Production is at a standstill, creativity thrives—assuming you’re not crippled by fear, sadness, or anger and left immobile from any possible combination. We all need something to look forward to, so let’s share good news: Olivier Assayas is writing a series based on his seminal 1996 feature Irma Vep, as produced by A24.
Speaking to Indiewire during a panel on Coronavirus—by which he’s “not really completely disrupted,” other than assisting his 10-year-old daughter with schooling—Assayas claims carte blanche that allows him to enter “the weirdest area.” One hopes for no less with Irma Vep: it’s one of the most slippery and lovable movies of the ’90s, darting from meta-textual comment on international co-productions to blissful passages of Maggie Cheung (as herself) getting into character by committing some jewel-thievery to the blaring sound of Sonic Youth. It was initially expected he would only write and direct a couple episodes, but added time has led him to write and possibly direct the eight-part series in total.

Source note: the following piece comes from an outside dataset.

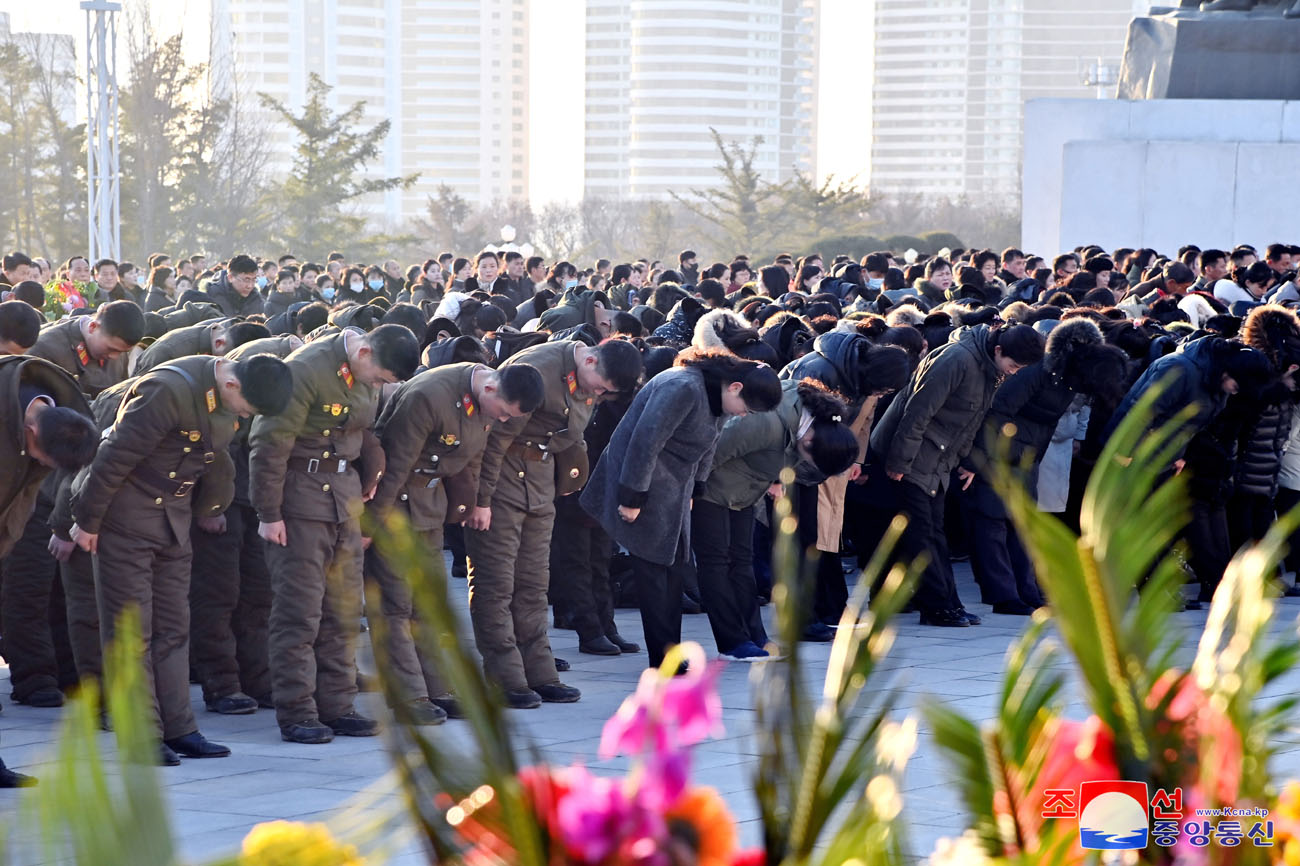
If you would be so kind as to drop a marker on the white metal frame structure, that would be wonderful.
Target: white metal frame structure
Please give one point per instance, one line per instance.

In his own words, it’s “pretty much in the mood of Irma Vep—meaning: foreign actors working in Paris—but using a little bit more of the remake of the Feuillade serial [Les Vampires] and having fun with that.”
Sadly, Assayas doesn’t imagine any shoot is close at hand—the intimate setting and obsessive mindset of film sets is no match for social distancing, needless to say, unless “with five people in a locked environment and I kind of know where we’ve been for the last few weeks.” A show about and set during film productions is, well, hard to square with the current moment.
If you haven’t seen Irma Vep, the Criterion Channel has you covered. And while we wait for Wasp Network to land on Netflix, read Nick Newman’s interview with Assayas from last fall.
It makes one think of Paul Verhoeven’s Benedetta, more or less confirmed as a Cannes 2020 selection and now, per producer Saïd Ben Saïd, delayed to 2021. A crying shame, some of the only consolation for which is news he’ll adapt Maupassant’s (oft-adapted) Bel Ami, scripted by longtime collaborator Gerard Soeteman, as an eight-part series. Though we’re yet to have further word on the project, one hopes Saïd’s very fine track record with getting Verhoeven behind the camera holds up.